Landmark-guided ESPB can be executed with the patient in a lateral, prone, or sitting position. The purpose is to deposit local anaesthetic into the fascial plane deep to erector spinae muscle which blocks the dorsal and ventral rami of the spinal nerve subject to the level of injection and the amount of local anesthetic injected. The spinous process of the vertebra and a point 3 cm lateral to it is discernible at a suitable level before performing the block. Under aseptic precautions, the needle is introduced and advanced perpendicular to the skin in all planes to contact the transverse process of the vertebra. The transverse process of the lumbar vertebra lies at a variable depth of 2–4 cm from the skin depending on the build of the individual. At this point, the needle tip lies between the erector spinae muscle and the transverse process. After negative aspiration, LA has injected in 3–5 ml aliquots. A volume of 20–25 ml of 0.25% (Levo) bupivacaine or 0.2% ropivacaine with or without adjuvants can be used for analgesia on each side depending upon the surgery & requirements.[7,8]

The present study was conducted to assess the effect of dexmedetomidine and dexamethasone as an adjuvant to 0.375% ropivacaine in erector spinae plane block (ESPB) to control postoperative pain after lumbar spine surgery.[9]

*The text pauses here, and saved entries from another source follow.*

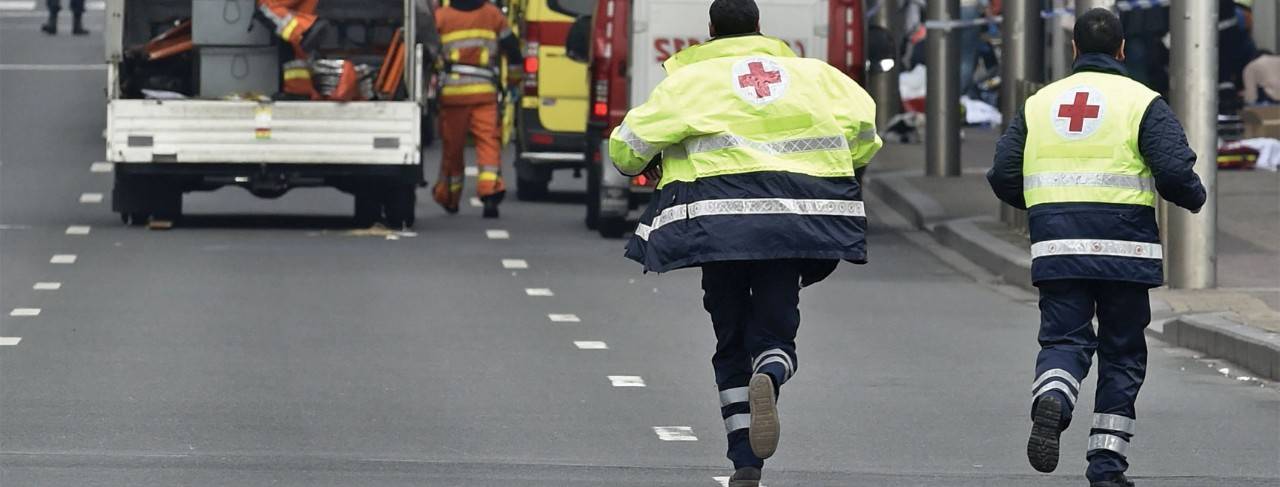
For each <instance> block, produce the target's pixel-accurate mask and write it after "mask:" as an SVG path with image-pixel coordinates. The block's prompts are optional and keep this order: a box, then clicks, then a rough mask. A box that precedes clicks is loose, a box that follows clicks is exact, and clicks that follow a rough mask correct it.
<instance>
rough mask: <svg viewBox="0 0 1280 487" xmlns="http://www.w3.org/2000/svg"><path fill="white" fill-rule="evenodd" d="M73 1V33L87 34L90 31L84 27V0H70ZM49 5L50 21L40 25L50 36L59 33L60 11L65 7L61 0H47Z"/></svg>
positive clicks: (83, 34)
mask: <svg viewBox="0 0 1280 487" xmlns="http://www.w3.org/2000/svg"><path fill="white" fill-rule="evenodd" d="M70 3H72V33H73V35H77V36H87V35H88V31H87V29H84V22H83V18H84V0H70ZM46 5H47V6H49V22H46V23H45V24H44V26H40V29H41V31H45V33H47V35H50V36H56V35H58V12H59V10H61V9H63V1H61V0H47V1H46Z"/></svg>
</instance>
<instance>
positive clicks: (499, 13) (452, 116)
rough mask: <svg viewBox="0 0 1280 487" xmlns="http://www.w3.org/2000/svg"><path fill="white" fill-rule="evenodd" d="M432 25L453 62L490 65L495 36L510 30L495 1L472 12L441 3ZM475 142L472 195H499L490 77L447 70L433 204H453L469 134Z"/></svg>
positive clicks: (501, 191) (461, 189)
mask: <svg viewBox="0 0 1280 487" xmlns="http://www.w3.org/2000/svg"><path fill="white" fill-rule="evenodd" d="M435 27H436V31H438V32H439V33H440V42H442V45H443V46H444V49H445V53H444V56H445V58H447V59H448V63H451V64H462V65H471V67H480V68H489V67H493V65H495V63H498V53H494V51H492V49H493V47H494V46H495V45H497V40H499V38H502V37H503V36H506V35H507V33H508V32H509V31H508V27H507V18H506V17H503V14H502V10H499V9H498V8H497V6H495V5H493V4H488V3H486V4H484V5H483V6H480V8H479V9H475V10H460V9H456V8H452V6H445V8H442V9H439V10H436V13H435ZM468 133H470V135H471V137H472V138H474V140H475V145H476V165H479V169H480V174H479V177H477V179H476V194H479V195H480V197H485V196H500V195H502V194H503V192H504V191H506V186H504V183H503V181H502V176H500V170H502V142H500V140H502V129H500V127H499V124H498V90H497V87H495V85H494V82H493V81H492V79H485V78H481V77H470V76H458V74H453V73H445V79H444V86H443V87H442V88H440V145H442V146H443V155H442V156H443V160H442V163H440V179H439V182H436V185H435V191H434V195H435V200H436V202H439V204H442V205H444V206H448V208H456V206H457V201H458V200H460V197H461V194H462V186H461V185H460V183H458V182H460V181H461V179H460V178H461V177H462V173H463V154H465V150H466V144H467V135H468Z"/></svg>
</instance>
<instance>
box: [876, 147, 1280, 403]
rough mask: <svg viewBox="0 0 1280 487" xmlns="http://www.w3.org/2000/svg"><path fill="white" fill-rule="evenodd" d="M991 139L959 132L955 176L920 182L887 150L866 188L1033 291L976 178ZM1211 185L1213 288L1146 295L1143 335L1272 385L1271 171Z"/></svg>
mask: <svg viewBox="0 0 1280 487" xmlns="http://www.w3.org/2000/svg"><path fill="white" fill-rule="evenodd" d="M997 137H998V132H996V131H995V129H980V128H979V129H974V128H969V129H966V131H965V138H964V142H963V144H961V151H963V154H961V161H963V164H964V170H963V176H960V177H955V178H929V177H925V176H924V170H923V168H924V145H923V144H914V145H904V144H887V145H886V146H884V149H883V150H882V151H881V154H879V155H878V156H877V158H876V160H874V161H873V165H872V170H870V172H869V173H868V177H867V190H868V191H870V192H873V194H876V195H877V196H879V197H881V199H883V200H884V201H886V202H888V204H890V205H892V206H893V208H895V209H896V210H899V213H901V214H904V215H905V217H906V218H908V219H909V220H911V222H913V223H914V224H915V226H916V227H919V228H922V229H924V231H927V232H929V233H931V235H932V236H933V237H934V238H936V240H938V241H940V242H941V243H943V245H946V246H948V247H951V249H954V250H956V251H959V252H960V254H961V255H964V256H965V258H968V259H969V260H972V261H974V263H977V264H979V265H982V267H983V268H986V269H987V270H989V272H992V273H993V274H995V276H997V277H1000V278H1001V279H1004V281H1005V282H1006V283H1012V285H1018V286H1023V287H1032V283H1030V263H1032V259H1030V252H1029V251H1028V249H1029V247H1030V242H1029V241H1028V240H1027V237H1025V236H1024V235H1020V233H1018V232H1014V231H1011V229H1009V228H1007V227H1006V226H1005V224H1004V223H1001V222H998V213H1000V202H998V201H997V200H996V197H995V196H993V195H992V192H991V188H989V187H988V185H987V179H986V176H984V173H986V170H987V169H988V168H989V167H991V160H992V158H993V154H995V145H996V138H997ZM1217 186H1219V196H1217V201H1219V231H1217V265H1219V268H1217V277H1219V288H1216V290H1204V291H1181V290H1169V288H1158V290H1155V291H1153V292H1152V311H1153V314H1155V317H1153V322H1152V327H1151V328H1149V332H1151V334H1153V336H1157V337H1160V338H1161V340H1165V341H1167V342H1170V343H1174V345H1178V346H1184V347H1189V349H1193V350H1198V351H1203V352H1206V354H1210V355H1213V356H1217V358H1221V359H1225V360H1230V361H1233V363H1235V364H1238V365H1240V367H1244V368H1247V369H1249V370H1251V372H1252V373H1253V374H1256V376H1258V377H1263V378H1267V379H1271V381H1280V313H1277V311H1276V310H1277V309H1280V174H1277V173H1272V172H1265V170H1257V172H1254V170H1221V172H1219V176H1217Z"/></svg>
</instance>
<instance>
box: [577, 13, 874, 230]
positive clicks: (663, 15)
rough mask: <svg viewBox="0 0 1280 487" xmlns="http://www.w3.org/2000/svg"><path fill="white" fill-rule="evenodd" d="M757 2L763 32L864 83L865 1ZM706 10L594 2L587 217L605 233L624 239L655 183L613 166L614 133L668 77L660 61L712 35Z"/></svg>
mask: <svg viewBox="0 0 1280 487" xmlns="http://www.w3.org/2000/svg"><path fill="white" fill-rule="evenodd" d="M758 5H759V8H760V19H762V26H760V27H762V31H763V32H764V33H767V35H769V36H773V37H778V38H782V40H785V41H787V42H788V44H790V45H791V47H792V49H794V50H795V51H796V54H799V55H803V56H809V58H819V59H826V60H827V62H828V63H831V64H832V65H835V67H837V68H840V69H841V70H844V72H845V73H849V76H850V77H852V78H854V79H858V81H859V82H861V81H863V76H864V72H865V59H864V55H863V51H864V49H863V46H864V35H865V31H864V10H863V3H861V1H860V0H758ZM707 8H708V3H707V1H692V0H598V1H596V3H595V9H594V12H593V13H591V19H590V22H591V35H590V67H589V74H590V88H591V95H590V101H591V103H590V117H589V118H588V128H586V138H588V144H586V149H585V150H586V158H585V159H586V161H588V164H586V167H588V183H586V187H588V191H586V223H588V227H589V228H595V229H599V232H600V235H602V236H604V237H621V236H622V235H625V233H626V232H627V231H630V229H631V228H630V226H628V223H627V215H628V214H630V211H631V210H634V209H636V208H639V206H640V204H643V202H644V200H645V199H648V195H649V194H652V192H653V186H654V183H655V182H654V181H646V179H645V178H644V177H636V178H627V177H626V176H622V174H621V173H618V172H617V170H613V168H612V163H611V161H609V156H608V147H607V146H605V144H608V136H609V133H611V132H612V131H613V128H614V127H617V126H618V124H621V123H622V117H625V115H626V113H627V110H628V109H631V106H635V105H639V104H641V103H644V101H645V99H648V96H649V92H650V91H653V88H654V87H655V86H657V85H658V82H660V81H662V79H663V77H666V73H664V72H663V69H662V63H663V62H666V60H667V58H671V56H672V55H673V54H676V53H678V51H680V50H681V49H685V47H687V46H692V45H696V44H699V42H704V41H705V40H707V38H708V32H707ZM580 22H582V19H580Z"/></svg>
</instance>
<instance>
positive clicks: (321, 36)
mask: <svg viewBox="0 0 1280 487" xmlns="http://www.w3.org/2000/svg"><path fill="white" fill-rule="evenodd" d="M319 3H320V0H257V10H259V13H261V14H262V18H265V19H266V21H268V22H269V23H270V24H271V27H274V28H275V35H276V36H279V37H280V38H282V40H284V41H285V42H288V44H289V45H291V46H293V56H294V60H292V62H288V63H285V64H284V83H283V85H282V86H283V91H284V92H285V94H287V95H292V96H300V97H311V99H315V97H317V95H316V92H315V87H314V85H311V64H310V63H308V62H307V59H310V58H311V53H314V51H315V50H316V45H319V44H320V40H321V38H324V31H325V28H328V27H329V24H328V23H326V22H325V21H324V19H320V18H317V17H316V5H317V4H319Z"/></svg>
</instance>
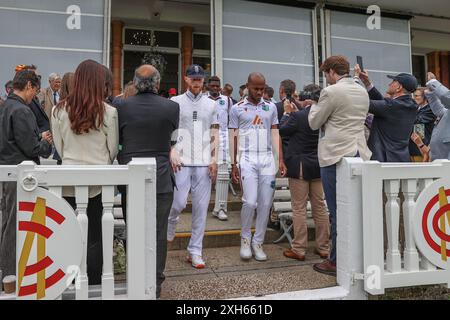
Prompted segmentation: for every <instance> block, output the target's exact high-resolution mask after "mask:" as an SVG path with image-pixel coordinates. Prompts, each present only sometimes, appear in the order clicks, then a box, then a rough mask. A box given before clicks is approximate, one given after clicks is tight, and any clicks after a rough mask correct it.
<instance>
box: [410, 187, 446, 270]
mask: <svg viewBox="0 0 450 320" xmlns="http://www.w3.org/2000/svg"><path fill="white" fill-rule="evenodd" d="M449 198H450V180H446V179H441V180H438V181H436V182H434V183H432V184H431V185H430V186H429V187H428V188H426V189H425V190H424V191H423V192H422V193H421V195H420V196H419V198H418V199H417V203H416V210H415V215H414V237H415V239H416V244H417V247H418V249H419V250H420V252H422V254H423V255H424V256H425V257H426V258H427V259H428V260H429V261H430V262H431V263H433V264H434V265H436V266H437V267H439V268H442V269H446V268H447V266H448V264H447V261H448V259H450V204H449Z"/></svg>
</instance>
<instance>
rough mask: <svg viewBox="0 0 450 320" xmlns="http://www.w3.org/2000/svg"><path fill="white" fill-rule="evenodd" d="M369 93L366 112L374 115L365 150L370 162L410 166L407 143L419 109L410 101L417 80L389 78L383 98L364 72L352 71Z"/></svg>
mask: <svg viewBox="0 0 450 320" xmlns="http://www.w3.org/2000/svg"><path fill="white" fill-rule="evenodd" d="M355 75H356V76H359V78H360V79H361V80H362V82H363V83H364V85H365V86H366V88H367V91H368V92H369V98H370V106H369V112H370V113H372V114H373V115H374V119H373V123H372V129H371V132H370V136H369V141H368V143H367V144H368V147H369V149H370V150H371V151H372V160H377V161H380V162H410V161H411V158H410V156H409V140H410V138H411V134H412V132H413V128H414V122H415V120H416V115H417V110H418V106H417V104H416V102H415V101H414V100H413V98H412V93H413V92H414V91H415V90H416V89H417V85H418V83H417V79H416V78H415V77H414V76H413V75H411V74H408V73H400V74H399V75H397V76H388V78H390V79H392V82H391V83H390V84H389V87H388V90H387V94H388V95H389V96H390V97H389V98H386V97H383V95H382V94H381V93H380V92H379V91H378V90H377V89H376V88H375V87H374V86H373V84H372V83H371V81H370V80H369V77H368V74H367V72H363V71H361V69H360V68H359V66H358V65H357V66H356V67H355Z"/></svg>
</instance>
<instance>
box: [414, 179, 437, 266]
mask: <svg viewBox="0 0 450 320" xmlns="http://www.w3.org/2000/svg"><path fill="white" fill-rule="evenodd" d="M432 183H433V179H421V180H419V190H418V194H417V197H419V196H420V194H421V193H422V191H423V190H425V189H426V188H428V186H429V185H430V184H432ZM419 257H420V269H422V270H427V271H433V270H436V269H437V268H436V266H435V265H434V264H432V263H431V262H430V261H429V260H428V259H427V258H425V256H424V255H423V254H421V253H420V252H419Z"/></svg>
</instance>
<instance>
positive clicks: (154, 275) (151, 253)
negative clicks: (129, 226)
mask: <svg viewBox="0 0 450 320" xmlns="http://www.w3.org/2000/svg"><path fill="white" fill-rule="evenodd" d="M146 160H147V161H148V164H150V165H147V171H148V172H149V173H150V179H147V180H145V272H146V273H145V294H146V299H149V300H155V299H156V243H157V242H156V203H157V198H156V170H157V169H156V161H155V159H146Z"/></svg>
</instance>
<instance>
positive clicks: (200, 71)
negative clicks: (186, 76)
mask: <svg viewBox="0 0 450 320" xmlns="http://www.w3.org/2000/svg"><path fill="white" fill-rule="evenodd" d="M186 76H187V77H189V78H194V79H196V78H206V73H205V70H203V68H202V67H200V66H199V65H198V64H193V65H191V66H189V68H188V69H187V71H186Z"/></svg>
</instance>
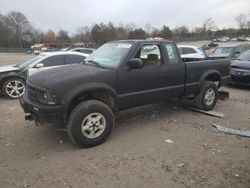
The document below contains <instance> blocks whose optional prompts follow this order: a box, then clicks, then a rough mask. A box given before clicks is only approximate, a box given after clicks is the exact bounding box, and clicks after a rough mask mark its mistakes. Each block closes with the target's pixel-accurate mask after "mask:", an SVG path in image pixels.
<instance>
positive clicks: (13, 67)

Gao et al,[10] conducted a study in which 90 patients who aged 20–65 years were planned to undergo VATLS were involved in this trial. VAS score was lower in the ropivacaine with dexmedetomidine group at wake up and at postoperative 2, 4, 12, and 24 hours. The mean duration of sensory blockade was significantly longer in the RM group. The first request to use the PCA machine in the RM group was extended significantly compared with that in the ropivacaine alone (R) group and ropivacaine with dexamethasone (RS) group (P<0.001). Total PCA use, post-surgical hospital stay, and rate of rescue analgesia use in the RM group were lessened significantly compared with those in the R and RS groups.

Similar to these prior study findings, we found that the duration of surgery and intraoperative consumption of fentanyl was not significantly different among groups. Postoperative tramadol consumption and rescue analgesic requirement, and duration of hospital stay were significantly less in group Ⅲ as compared to group Ⅰ and Ⅱ thus proving the efficacy of dexmedetomidine as a better adjuvant to ropivacaine than dexamethasone, in erector spinae plane block. Earlier studies have provided plausible mechanisms linked with the action of dexmedetomidine to improve blockade efficacy.[11,12]

Conclusion

The authors found that dexmedetomidine was found to be better than dexamethasone as an adjuvant to ropivacaine in the Erector spinae plane block for lumbar spine surgery.